Let's give credit where credit is due. Target CEO Brian Cornell took over the reins of this then troubled firm in 2014. He proceeded to rid the operation of money losing units, remodel the stores, and allow Starbucks (SBUX) inside. How inviting. It seems the plan has worked. Ironically, Cornell came with a Walmart background, having served as the CEO of Sam's Club from 2009 to 2012.
Target reported significant beats for first quarter EPS and revenue generation on Wednesday morning. The beats were themselves supported supported by comparable store sales of a quite robust 4.8%, well above consensus. Comp digital sales simply blew the doors off of the place at 42%, even better than the 37% that Walmart posted just last week. The point there is that these two are becoming effective competitors on Amazon's turf. Their many locations that allow for in-store pick-ups and shorten delivery times have made them viable.

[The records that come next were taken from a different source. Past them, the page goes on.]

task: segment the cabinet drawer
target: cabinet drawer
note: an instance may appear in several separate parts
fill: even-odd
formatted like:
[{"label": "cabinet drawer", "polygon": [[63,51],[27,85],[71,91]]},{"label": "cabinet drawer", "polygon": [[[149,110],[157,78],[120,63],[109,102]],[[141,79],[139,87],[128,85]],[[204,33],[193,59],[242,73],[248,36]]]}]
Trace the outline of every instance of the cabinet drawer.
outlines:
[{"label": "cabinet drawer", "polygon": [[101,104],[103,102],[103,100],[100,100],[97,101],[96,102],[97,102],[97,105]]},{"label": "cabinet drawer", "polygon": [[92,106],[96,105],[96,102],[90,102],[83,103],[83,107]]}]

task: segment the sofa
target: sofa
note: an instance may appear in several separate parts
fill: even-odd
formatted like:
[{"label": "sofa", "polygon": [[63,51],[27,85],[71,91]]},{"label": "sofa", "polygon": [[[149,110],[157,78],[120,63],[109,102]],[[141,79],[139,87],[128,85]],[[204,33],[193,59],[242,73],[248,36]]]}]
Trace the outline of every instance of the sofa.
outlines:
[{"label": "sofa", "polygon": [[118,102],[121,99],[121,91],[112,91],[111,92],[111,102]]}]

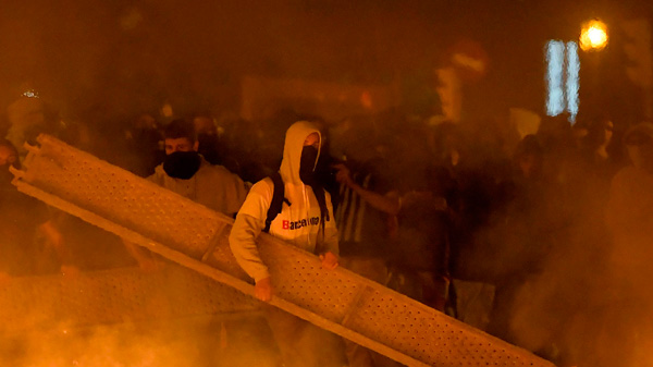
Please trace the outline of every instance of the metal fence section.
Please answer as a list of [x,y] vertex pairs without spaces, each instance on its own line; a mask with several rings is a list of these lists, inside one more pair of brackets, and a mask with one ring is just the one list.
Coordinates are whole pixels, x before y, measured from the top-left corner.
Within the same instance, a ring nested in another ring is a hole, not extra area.
[[[229,248],[231,218],[41,135],[22,192],[242,293],[254,286]],[[408,366],[553,366],[346,269],[261,234],[271,304]]]
[[241,292],[193,270],[168,265],[77,276],[12,278],[0,288],[0,330],[34,330],[258,311]]

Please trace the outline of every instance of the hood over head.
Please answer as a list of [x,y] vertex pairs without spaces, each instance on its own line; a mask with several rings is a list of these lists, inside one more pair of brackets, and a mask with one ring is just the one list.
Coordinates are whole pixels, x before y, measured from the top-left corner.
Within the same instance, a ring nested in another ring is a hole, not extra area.
[[320,134],[318,125],[309,121],[298,121],[291,125],[286,131],[285,143],[283,146],[283,159],[279,170],[284,182],[301,184],[301,179],[299,179],[301,149],[304,148],[306,137],[312,133],[318,133],[320,136],[320,148],[318,148],[318,156],[313,163],[317,164],[322,146],[322,134]]

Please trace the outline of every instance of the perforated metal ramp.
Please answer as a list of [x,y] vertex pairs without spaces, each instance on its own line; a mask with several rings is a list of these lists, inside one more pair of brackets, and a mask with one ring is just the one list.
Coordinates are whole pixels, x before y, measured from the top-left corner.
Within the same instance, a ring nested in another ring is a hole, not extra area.
[[152,319],[252,315],[259,304],[236,290],[174,265],[144,272],[122,268],[13,278],[0,286],[0,331],[25,331]]
[[[17,172],[22,192],[161,256],[254,294],[229,248],[232,219],[41,135]],[[262,234],[271,304],[408,366],[553,366],[378,283],[323,270],[319,259]]]

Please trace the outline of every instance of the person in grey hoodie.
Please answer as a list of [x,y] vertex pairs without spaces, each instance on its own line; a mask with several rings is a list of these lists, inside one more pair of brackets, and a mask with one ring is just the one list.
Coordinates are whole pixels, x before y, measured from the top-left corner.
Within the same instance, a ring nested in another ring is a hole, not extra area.
[[[270,223],[269,233],[319,255],[323,268],[334,269],[338,265],[338,242],[333,208],[329,193],[313,174],[321,145],[320,131],[311,122],[299,121],[287,130],[279,170],[287,203]],[[256,297],[266,302],[272,298],[275,284],[259,256],[256,238],[266,228],[273,193],[274,183],[270,178],[256,183],[238,211],[229,237],[236,261],[256,283]],[[284,366],[326,365],[324,356],[333,354],[329,352],[330,345],[337,340],[333,334],[273,307],[266,308],[266,316]],[[330,359],[335,362],[337,358]]]

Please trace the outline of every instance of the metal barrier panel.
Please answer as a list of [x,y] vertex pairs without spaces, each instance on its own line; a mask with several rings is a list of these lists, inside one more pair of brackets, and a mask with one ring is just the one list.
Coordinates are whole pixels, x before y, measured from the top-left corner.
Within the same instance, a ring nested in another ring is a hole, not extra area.
[[[147,180],[41,135],[22,192],[133,241],[245,294],[254,286],[229,248],[233,220]],[[553,366],[268,234],[258,238],[276,294],[295,316],[409,366]]]
[[12,278],[0,286],[0,330],[19,333],[258,310],[258,302],[193,270],[168,265],[77,276]]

Want more? You've got it. EBTDA? Crushed it. Operating Margin? Improved. In the age of the trade war. Walmart could not say that. So, as retailers across the nation blame lousy weather, or in the case of Nordstrom (JWN) actually owned their poor performance, it becomes apparent that it was either sunny on Target's side of the street, or the execution was simply excellent.
Mt Initial Thought
I came in flat this name. I had a feeling that these earnings would outperform the pack, but honestly I did not want to increase exposure to retail as the trade war heated up. My bad. Brian Cornell has truly proven that he is a winner, and that Target is a worthy competitor to the title.
My problem here is that I do not see an easily recognizable technical pattern that presents as overtly bullish, despite fundamentals that are clearly improving. To me that means that I can tell which way the bus is moving, but I am having trouble identifying where the bus stops are. The stock has suffered two significant gaps to the downside over the past half year or so prior to this morning's gap higher.

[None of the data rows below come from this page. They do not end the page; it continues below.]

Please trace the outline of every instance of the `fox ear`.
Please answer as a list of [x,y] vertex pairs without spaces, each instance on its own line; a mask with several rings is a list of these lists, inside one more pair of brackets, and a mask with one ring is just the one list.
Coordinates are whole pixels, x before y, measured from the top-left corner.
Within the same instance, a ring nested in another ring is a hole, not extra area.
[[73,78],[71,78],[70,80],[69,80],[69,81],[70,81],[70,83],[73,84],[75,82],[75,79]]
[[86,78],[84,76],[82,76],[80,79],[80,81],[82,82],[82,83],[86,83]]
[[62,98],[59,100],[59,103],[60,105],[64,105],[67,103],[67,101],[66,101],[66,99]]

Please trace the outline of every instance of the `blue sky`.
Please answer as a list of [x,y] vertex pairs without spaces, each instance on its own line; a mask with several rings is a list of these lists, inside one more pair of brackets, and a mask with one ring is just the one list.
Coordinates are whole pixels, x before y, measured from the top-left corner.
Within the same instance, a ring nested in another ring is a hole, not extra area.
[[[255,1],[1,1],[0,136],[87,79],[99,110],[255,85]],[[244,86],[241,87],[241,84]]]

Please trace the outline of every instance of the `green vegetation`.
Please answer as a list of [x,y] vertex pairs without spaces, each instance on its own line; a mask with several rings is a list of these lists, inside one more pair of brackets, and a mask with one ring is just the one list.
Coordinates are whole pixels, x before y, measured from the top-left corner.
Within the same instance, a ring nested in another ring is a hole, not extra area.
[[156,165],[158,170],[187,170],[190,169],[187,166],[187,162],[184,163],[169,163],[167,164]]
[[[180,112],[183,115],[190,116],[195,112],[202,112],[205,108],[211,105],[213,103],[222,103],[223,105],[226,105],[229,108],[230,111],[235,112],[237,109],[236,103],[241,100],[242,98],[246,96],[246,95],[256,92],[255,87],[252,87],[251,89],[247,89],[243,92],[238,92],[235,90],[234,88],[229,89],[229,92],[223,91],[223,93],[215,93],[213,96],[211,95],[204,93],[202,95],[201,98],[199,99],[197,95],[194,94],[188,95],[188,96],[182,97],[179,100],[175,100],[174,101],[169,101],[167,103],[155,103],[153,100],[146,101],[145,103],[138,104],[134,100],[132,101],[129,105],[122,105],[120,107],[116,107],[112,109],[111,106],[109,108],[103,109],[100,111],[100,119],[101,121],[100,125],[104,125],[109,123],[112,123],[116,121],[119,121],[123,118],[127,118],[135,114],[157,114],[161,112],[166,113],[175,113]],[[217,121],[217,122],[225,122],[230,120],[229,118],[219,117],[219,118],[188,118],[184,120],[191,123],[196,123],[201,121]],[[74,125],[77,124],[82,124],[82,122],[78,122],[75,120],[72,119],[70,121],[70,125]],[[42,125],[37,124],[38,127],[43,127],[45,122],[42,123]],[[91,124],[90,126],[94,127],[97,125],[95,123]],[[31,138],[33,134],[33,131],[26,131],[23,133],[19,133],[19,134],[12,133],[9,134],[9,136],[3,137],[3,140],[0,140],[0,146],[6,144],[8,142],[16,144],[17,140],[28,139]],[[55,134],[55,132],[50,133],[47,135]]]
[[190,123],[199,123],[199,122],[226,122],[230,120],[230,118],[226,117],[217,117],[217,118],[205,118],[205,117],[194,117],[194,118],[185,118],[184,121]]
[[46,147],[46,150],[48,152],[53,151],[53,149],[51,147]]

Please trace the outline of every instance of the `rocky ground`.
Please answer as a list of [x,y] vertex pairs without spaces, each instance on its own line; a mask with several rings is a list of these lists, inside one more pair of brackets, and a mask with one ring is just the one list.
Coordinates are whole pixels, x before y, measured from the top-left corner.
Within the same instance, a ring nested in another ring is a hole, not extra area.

What is someone like myself, who missed this move, but is still interested in owning these shares to do? I'm pretty sure that I do not want to grab the name on the pop. That's not my way. What I might try to do is wait to see if the shares can challenge the April highs in the $83 area. A take and hold there would be to me a higher probability play than just laying out the dough for the equity today. We get that action prior to Q2 earnings this summer, and technically, there would be a case for $90.
The Way To Do This (minimal lots)
- Purchase one TGT July $80 call (value: $2.37)
- Sale of one TGT July $87.50 call (value $0.37)
- Sale of one TGT July $72.50 call (value: $0.83)
Net Debit: $1.17
Notes: The trader is laying out a net $117 for the right to purchase TGT at $80 by July 19th. The reduction in the outlay is reached by capping profit by that date to a sale at $87.50, as well as the acceptance of potential equity risk at $72.50 in the event of a selloff. Max potential profit by July 19th would be $633 or 541%.